I was wondering if someone could help me understand it.
Context:
Given a probability density function p(y) for a random variable y, it was shown that $$\int_{-c}^{c}p(y)dy = 1$$ for some constant c>0
Given that, we know $$\int_{y=-\infty}^{-c} p(y)dy+\int_{y=c}^{\infty} p(y)dy=0$$
Since p(y) is a PDF, we also know that $$p(y)\geq 0$$ and we let $$f(y)=y^2$$ which is continous.
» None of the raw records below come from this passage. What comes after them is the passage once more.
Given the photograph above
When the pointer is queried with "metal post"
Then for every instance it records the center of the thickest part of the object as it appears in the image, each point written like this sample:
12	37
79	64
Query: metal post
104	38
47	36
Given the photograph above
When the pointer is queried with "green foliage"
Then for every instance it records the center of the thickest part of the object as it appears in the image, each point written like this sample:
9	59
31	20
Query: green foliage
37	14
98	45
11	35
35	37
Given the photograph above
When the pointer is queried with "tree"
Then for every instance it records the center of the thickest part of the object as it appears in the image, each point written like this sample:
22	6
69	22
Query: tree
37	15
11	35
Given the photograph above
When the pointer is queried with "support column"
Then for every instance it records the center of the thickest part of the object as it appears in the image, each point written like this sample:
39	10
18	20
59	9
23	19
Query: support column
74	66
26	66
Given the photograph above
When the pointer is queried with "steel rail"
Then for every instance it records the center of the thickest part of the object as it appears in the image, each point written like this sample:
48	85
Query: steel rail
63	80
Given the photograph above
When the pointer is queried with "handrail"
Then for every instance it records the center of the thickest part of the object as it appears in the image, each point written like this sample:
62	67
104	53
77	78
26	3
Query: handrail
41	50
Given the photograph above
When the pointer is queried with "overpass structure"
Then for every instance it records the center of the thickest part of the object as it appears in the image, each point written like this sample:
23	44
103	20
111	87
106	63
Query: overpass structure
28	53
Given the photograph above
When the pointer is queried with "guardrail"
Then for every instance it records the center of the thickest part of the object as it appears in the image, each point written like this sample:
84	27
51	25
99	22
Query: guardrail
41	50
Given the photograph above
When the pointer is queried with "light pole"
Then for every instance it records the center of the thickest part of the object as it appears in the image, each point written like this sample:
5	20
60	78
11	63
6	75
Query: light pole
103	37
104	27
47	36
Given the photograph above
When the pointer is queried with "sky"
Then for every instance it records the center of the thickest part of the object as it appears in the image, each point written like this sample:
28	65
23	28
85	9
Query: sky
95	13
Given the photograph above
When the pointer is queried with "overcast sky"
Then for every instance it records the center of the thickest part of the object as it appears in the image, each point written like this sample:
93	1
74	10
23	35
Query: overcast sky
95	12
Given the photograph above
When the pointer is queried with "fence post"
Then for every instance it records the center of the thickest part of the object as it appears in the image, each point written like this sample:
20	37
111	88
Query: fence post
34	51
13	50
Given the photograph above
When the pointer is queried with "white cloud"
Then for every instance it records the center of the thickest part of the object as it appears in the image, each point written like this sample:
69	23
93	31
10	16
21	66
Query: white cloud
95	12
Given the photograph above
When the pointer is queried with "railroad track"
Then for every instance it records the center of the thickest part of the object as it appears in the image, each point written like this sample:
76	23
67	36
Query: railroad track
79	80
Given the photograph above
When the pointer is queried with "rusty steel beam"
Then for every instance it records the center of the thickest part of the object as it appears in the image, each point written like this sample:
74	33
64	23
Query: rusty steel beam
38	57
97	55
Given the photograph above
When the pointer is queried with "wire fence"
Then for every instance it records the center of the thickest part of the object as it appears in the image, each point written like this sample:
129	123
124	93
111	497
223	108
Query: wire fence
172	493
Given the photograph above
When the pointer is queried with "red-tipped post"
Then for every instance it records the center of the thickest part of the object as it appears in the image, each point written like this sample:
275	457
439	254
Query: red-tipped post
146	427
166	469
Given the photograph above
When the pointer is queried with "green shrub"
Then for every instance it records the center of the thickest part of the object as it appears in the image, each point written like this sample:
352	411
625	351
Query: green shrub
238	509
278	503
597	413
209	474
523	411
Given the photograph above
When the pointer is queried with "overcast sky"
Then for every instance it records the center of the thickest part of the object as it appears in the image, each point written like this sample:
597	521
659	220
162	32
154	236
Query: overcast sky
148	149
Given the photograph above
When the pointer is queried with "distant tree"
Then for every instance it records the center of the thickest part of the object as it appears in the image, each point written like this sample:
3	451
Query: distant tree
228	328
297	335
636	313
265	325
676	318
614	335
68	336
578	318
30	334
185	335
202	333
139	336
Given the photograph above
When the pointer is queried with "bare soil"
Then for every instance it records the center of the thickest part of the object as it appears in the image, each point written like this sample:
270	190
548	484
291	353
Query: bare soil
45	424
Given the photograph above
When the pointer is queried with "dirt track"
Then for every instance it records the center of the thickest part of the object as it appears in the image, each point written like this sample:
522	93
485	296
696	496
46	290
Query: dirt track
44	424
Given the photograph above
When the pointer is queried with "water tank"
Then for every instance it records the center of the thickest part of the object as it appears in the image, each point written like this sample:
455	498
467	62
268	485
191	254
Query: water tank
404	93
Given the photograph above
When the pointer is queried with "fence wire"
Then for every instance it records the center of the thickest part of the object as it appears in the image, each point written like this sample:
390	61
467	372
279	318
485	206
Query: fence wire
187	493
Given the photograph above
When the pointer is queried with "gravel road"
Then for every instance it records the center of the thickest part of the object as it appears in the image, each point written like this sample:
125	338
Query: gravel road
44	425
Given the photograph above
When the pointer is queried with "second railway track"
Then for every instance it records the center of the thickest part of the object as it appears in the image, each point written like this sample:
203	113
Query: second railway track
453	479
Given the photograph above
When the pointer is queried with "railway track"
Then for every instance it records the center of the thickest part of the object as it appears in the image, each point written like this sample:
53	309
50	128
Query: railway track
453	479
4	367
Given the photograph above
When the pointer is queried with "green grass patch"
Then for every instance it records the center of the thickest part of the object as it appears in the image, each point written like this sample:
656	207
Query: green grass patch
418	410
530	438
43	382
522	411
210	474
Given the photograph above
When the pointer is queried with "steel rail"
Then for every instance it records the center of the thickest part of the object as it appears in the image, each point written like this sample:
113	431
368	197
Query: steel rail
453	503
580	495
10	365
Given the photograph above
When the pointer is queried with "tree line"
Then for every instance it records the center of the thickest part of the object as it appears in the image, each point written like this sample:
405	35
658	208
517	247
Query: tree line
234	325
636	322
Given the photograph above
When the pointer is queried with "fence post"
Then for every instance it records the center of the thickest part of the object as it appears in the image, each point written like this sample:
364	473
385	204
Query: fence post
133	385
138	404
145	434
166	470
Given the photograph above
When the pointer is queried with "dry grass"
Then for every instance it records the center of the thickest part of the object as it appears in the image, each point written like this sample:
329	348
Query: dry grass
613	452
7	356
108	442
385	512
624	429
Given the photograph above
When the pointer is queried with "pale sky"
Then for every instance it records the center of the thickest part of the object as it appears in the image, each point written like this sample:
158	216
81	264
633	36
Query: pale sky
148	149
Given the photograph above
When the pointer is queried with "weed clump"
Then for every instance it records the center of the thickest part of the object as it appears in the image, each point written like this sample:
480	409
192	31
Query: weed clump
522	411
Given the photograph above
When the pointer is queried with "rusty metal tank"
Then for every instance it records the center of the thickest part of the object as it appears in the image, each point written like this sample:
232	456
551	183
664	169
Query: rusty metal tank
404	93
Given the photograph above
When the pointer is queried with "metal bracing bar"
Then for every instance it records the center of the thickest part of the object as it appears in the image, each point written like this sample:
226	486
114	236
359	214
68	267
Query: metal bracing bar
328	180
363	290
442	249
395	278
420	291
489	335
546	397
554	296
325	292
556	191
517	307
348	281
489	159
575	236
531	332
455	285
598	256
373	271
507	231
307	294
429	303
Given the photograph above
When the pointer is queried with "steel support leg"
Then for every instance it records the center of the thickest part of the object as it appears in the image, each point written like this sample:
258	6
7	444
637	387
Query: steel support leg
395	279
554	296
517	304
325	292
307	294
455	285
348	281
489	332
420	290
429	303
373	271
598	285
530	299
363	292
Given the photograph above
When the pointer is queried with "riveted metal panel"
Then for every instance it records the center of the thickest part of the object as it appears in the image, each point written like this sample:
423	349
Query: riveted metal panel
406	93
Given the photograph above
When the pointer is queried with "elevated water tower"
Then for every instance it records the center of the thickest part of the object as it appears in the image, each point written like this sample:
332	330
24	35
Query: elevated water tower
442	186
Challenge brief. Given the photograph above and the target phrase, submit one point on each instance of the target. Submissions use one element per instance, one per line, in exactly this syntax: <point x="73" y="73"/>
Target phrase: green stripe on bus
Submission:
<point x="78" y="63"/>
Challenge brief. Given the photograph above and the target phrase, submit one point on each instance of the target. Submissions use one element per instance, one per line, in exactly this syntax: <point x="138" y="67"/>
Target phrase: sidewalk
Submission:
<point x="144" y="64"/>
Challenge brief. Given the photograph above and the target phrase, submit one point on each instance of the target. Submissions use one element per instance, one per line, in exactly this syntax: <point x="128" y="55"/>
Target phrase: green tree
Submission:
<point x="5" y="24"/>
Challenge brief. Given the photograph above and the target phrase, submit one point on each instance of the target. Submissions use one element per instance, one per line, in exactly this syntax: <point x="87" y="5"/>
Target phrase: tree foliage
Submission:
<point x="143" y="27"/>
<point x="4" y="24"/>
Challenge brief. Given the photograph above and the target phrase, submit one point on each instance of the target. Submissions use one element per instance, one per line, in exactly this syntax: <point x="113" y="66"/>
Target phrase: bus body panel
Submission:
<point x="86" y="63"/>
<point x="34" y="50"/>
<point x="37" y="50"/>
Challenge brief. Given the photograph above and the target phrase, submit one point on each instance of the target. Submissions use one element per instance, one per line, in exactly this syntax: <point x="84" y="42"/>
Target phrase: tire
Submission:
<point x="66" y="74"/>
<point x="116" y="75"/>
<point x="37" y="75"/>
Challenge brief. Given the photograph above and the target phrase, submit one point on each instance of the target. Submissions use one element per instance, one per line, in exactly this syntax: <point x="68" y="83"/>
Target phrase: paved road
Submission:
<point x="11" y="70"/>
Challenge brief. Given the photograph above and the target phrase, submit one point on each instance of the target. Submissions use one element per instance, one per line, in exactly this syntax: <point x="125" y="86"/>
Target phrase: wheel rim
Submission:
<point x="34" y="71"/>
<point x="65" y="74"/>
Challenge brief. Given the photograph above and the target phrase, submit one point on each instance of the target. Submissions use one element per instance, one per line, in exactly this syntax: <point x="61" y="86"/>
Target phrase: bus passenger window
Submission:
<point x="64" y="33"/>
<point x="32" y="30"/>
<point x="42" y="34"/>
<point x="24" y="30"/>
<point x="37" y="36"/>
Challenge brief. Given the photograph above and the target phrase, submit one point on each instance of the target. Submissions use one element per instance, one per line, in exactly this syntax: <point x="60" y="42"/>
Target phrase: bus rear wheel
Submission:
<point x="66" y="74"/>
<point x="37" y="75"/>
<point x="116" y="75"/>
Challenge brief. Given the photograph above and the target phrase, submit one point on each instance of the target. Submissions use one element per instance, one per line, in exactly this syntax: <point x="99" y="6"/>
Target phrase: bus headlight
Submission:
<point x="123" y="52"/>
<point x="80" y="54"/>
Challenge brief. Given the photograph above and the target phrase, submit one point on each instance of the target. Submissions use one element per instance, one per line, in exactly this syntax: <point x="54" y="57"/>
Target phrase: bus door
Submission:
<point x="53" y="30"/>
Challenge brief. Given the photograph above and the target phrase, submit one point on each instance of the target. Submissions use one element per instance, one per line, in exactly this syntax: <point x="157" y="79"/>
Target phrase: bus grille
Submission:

The textbook then concludes that $$\int_{y=-\infty}^{-c} y^2 p(y)dy+\int_{y=c}^{\infty} y^2 p(y)dy=0$$
Intuitively, I can see it, but when I try to derive it, I can't figure out how. I think I am missing a key property or theorem from calculus.
Since $p$ is a pdf. you have $\int_{-\infty}^\infty p(x)dx = 1$.
If you are given that $\int_{-c}^c p(x)dx = 1$ then you know that $\int_{-\infty}^{-c} p(x)dx + \int_c^\infty p(x)dx = 1$. Since $p(x) \ge 0$ this tells us that $p(x) = 0$ almost everywhere on $(-\infty, -c)$ and $(c,\infty)$.
Then $E[y^2] = \int_{-\infty}^\infty y^2 p(y)dy = \int_{-c}^c y^2 p(y)dy$.
Since $y^2 \le c^2$ for $y \in [-c,c]$ we see that $E[y^2] \le \int_{-c}^c c^2 p(y)dy = c^2$.